The Centers for Disease Control and Prevention (CDC) is expected to meet Wednesday to determine whether or not children under the age of 16 will be cleared to get Pfizer booster shots.
This comes after the Food and Drug Administration approved Pfizer boosters for kids ages 12 to 15.
Dr. James Schneider, the director of pediatric critical care for Cohen Children’s Medical Center, explained what the new developments mean.
Schneider said he is “pretty confident” the CDC will follow FDA recommendations and clear the booster for younger teens as the best chance of getting through the pandemic is getting more kids vaccinated.

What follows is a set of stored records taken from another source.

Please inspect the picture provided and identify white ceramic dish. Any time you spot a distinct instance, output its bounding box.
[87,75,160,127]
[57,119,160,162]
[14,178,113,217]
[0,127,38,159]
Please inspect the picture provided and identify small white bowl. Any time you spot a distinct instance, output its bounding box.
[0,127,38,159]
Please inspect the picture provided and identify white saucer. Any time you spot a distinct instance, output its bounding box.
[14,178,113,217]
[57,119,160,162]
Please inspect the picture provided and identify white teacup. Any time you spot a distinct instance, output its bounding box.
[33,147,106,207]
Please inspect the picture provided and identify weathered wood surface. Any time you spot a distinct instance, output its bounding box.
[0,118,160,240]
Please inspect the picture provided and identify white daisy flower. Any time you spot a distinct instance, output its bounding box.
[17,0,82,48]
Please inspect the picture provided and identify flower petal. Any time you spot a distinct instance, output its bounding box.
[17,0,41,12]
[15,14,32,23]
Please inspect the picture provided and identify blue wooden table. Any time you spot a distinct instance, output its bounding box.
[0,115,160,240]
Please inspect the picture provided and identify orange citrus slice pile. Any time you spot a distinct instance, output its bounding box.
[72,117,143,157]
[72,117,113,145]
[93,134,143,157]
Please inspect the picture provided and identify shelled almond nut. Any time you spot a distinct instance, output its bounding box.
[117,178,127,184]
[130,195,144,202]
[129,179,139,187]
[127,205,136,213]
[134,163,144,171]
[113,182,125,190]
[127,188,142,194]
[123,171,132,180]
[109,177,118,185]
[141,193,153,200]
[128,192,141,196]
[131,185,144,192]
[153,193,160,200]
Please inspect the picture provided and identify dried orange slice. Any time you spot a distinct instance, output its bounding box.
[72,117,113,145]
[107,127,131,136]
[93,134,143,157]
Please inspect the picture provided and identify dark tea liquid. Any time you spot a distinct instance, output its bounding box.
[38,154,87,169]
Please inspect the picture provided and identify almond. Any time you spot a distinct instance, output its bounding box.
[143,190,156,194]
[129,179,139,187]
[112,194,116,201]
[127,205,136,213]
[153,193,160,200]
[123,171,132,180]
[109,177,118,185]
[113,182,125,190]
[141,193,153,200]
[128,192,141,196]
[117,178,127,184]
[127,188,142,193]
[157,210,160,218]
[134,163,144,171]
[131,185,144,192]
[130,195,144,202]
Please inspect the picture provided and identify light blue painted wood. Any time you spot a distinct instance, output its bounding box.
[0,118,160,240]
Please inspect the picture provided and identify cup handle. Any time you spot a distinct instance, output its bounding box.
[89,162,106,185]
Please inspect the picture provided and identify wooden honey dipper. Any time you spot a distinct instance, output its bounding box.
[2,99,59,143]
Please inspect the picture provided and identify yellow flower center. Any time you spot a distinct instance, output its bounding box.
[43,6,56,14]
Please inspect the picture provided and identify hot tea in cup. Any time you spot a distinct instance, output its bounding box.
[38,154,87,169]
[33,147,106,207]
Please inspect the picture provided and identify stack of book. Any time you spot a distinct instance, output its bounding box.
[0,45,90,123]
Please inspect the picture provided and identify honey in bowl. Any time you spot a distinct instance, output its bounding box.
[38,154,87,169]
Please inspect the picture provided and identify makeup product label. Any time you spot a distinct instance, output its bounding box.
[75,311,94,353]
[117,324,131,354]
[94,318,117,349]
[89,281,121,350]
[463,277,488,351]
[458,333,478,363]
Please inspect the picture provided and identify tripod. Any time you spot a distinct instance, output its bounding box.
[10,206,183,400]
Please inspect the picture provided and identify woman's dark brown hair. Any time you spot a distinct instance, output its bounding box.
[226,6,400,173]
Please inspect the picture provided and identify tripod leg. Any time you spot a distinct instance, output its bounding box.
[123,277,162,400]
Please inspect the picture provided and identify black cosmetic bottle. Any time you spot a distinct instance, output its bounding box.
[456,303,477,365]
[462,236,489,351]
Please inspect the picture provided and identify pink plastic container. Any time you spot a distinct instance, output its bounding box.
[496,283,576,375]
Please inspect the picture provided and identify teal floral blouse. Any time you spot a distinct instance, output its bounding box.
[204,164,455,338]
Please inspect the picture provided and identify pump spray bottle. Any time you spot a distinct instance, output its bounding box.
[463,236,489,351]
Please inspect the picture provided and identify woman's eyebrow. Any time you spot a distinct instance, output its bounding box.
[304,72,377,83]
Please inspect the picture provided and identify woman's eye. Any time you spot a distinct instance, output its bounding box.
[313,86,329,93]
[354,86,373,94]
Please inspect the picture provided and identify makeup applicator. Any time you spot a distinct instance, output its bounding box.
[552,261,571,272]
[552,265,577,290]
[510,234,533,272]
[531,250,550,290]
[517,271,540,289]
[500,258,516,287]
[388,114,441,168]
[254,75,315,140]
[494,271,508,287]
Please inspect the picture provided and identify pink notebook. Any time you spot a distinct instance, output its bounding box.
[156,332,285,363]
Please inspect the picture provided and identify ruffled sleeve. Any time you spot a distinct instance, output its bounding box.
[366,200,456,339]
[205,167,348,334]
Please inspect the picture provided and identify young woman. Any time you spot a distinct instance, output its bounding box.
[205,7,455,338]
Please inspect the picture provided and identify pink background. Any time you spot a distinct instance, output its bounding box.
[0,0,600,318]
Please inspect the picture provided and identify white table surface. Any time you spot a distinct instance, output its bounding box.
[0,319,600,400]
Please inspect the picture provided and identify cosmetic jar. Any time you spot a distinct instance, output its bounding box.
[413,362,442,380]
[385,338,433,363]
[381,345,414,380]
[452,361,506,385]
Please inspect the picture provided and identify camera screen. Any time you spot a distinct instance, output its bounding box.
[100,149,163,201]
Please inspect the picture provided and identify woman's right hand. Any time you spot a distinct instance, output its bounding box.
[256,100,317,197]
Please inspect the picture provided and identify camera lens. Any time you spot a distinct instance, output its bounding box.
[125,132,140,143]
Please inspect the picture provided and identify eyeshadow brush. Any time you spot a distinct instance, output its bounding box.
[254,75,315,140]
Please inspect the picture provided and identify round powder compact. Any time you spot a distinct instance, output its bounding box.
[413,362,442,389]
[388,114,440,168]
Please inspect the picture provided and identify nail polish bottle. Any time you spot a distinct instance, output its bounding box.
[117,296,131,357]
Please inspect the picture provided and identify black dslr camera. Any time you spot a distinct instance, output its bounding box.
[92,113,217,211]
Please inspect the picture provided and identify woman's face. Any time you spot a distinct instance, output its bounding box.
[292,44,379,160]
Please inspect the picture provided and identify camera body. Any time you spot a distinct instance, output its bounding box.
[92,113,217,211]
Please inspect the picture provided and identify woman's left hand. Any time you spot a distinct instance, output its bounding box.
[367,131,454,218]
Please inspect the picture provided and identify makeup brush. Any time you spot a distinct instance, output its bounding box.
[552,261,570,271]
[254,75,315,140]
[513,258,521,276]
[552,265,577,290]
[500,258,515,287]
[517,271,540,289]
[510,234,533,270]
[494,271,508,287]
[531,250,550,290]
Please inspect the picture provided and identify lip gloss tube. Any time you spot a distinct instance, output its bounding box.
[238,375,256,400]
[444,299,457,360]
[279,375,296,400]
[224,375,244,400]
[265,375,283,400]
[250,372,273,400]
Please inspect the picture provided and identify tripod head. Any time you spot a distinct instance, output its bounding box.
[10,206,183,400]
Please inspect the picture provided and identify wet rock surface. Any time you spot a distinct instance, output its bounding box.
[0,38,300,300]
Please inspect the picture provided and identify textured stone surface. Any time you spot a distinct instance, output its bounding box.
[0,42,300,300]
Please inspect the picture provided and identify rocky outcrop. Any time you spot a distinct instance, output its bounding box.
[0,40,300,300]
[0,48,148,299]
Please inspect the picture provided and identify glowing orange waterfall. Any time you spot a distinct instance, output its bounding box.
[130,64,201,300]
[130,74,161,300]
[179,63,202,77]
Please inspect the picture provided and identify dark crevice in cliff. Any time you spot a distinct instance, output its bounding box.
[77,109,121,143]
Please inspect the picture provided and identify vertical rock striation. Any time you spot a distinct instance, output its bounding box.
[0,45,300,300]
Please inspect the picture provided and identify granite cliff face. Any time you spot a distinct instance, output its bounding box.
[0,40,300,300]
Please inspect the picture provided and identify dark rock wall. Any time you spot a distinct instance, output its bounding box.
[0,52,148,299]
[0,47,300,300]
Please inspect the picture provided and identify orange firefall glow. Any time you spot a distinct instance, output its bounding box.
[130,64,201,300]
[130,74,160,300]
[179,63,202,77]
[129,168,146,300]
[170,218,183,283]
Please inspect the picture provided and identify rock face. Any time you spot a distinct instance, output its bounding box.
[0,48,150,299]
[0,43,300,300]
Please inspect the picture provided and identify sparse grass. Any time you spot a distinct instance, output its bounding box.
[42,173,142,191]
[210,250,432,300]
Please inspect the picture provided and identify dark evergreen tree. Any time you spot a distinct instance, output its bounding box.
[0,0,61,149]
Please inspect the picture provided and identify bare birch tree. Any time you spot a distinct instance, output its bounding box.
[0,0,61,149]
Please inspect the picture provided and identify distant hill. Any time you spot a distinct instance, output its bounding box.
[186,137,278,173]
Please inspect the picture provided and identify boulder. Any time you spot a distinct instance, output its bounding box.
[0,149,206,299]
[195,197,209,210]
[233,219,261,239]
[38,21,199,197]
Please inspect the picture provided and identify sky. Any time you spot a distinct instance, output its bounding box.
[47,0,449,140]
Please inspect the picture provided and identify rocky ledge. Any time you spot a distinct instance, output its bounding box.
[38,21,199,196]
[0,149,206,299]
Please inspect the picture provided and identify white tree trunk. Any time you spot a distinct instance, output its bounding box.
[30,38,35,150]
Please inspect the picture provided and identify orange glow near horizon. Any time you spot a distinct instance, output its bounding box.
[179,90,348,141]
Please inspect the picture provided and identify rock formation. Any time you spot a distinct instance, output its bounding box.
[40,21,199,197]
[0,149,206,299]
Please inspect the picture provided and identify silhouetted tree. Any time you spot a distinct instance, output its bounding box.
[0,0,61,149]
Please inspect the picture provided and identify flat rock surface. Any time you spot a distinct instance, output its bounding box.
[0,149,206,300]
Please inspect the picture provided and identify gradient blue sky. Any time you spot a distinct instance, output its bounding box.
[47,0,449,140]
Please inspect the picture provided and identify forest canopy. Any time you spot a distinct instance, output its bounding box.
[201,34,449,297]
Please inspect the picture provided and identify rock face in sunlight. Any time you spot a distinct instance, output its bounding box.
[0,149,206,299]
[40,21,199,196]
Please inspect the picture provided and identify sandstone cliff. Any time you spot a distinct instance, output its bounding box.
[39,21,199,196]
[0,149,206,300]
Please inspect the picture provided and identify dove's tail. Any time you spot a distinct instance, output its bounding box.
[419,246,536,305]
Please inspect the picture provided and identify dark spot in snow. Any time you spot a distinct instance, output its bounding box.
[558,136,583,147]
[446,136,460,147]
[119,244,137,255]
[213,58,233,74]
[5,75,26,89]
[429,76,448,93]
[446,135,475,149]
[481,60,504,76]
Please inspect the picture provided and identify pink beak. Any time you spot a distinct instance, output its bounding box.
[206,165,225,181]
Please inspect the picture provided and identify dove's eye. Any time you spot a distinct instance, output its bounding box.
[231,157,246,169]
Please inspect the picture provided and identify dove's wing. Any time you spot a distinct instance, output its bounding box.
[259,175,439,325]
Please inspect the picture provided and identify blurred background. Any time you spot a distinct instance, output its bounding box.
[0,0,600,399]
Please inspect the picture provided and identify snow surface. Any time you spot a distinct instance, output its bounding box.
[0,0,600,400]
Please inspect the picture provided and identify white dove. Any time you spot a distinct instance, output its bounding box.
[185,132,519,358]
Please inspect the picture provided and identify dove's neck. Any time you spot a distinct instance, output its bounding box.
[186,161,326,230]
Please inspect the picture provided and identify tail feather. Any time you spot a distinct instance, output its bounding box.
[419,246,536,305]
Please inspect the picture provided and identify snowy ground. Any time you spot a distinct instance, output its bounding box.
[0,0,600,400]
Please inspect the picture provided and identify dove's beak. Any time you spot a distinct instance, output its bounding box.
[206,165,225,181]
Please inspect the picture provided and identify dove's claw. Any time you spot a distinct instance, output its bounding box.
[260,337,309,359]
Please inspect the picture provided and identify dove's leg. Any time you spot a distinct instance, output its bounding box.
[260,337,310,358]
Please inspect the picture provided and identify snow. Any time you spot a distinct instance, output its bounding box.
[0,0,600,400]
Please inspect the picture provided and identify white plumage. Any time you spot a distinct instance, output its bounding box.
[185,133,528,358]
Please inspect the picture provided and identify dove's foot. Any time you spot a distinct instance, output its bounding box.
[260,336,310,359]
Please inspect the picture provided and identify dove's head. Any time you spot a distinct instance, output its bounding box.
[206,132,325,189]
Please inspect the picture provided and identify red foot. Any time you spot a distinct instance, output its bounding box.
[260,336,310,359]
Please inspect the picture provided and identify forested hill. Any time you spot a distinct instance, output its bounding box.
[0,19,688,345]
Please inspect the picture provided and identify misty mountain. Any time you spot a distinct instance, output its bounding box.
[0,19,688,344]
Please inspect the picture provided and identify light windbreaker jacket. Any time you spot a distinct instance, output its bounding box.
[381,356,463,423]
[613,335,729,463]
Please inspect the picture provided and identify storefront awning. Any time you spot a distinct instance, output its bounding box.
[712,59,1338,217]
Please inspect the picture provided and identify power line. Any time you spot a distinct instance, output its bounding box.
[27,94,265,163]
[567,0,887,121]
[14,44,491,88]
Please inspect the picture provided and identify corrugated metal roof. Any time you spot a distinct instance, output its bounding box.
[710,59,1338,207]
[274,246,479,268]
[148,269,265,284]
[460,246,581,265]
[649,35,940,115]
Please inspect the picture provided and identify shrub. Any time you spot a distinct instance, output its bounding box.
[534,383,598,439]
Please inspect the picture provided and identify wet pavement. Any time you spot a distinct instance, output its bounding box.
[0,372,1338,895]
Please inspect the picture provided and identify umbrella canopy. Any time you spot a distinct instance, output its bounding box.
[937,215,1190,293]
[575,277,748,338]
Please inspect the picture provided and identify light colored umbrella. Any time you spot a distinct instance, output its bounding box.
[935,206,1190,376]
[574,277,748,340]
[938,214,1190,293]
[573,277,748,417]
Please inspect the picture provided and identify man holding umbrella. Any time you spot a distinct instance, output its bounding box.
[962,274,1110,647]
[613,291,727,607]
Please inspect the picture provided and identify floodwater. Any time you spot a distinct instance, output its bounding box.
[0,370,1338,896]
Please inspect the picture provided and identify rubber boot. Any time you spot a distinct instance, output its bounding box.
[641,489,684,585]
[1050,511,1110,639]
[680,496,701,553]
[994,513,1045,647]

When asked if parents should have any concerns about kids getting the booster shot, Schneider said there are low risks and side effects aside from a fever or cold.
He said soreness in the arm or numbness at the injection site might be observed, but there is “nothing of significance.”
Schneider also said they will be following CDC guidelines on how much time is recommended between getting the last vaccine dose and the booster shot.
The doctor also acknowledged there is a drastic increase of kids being admitted to his hospital with COVID, adding that some kids find out a positive diagnosis while at the hospital for other situations, such as a health screening.
The World Health Organization has said cases of people getting the flu and COVID-19 at the same time, or “flurona” are real.
Schneider said he has not personally seen someone with flurona, but said it’s possible for a person to have it, but he has seen cases of influenza and COVID at the hospital.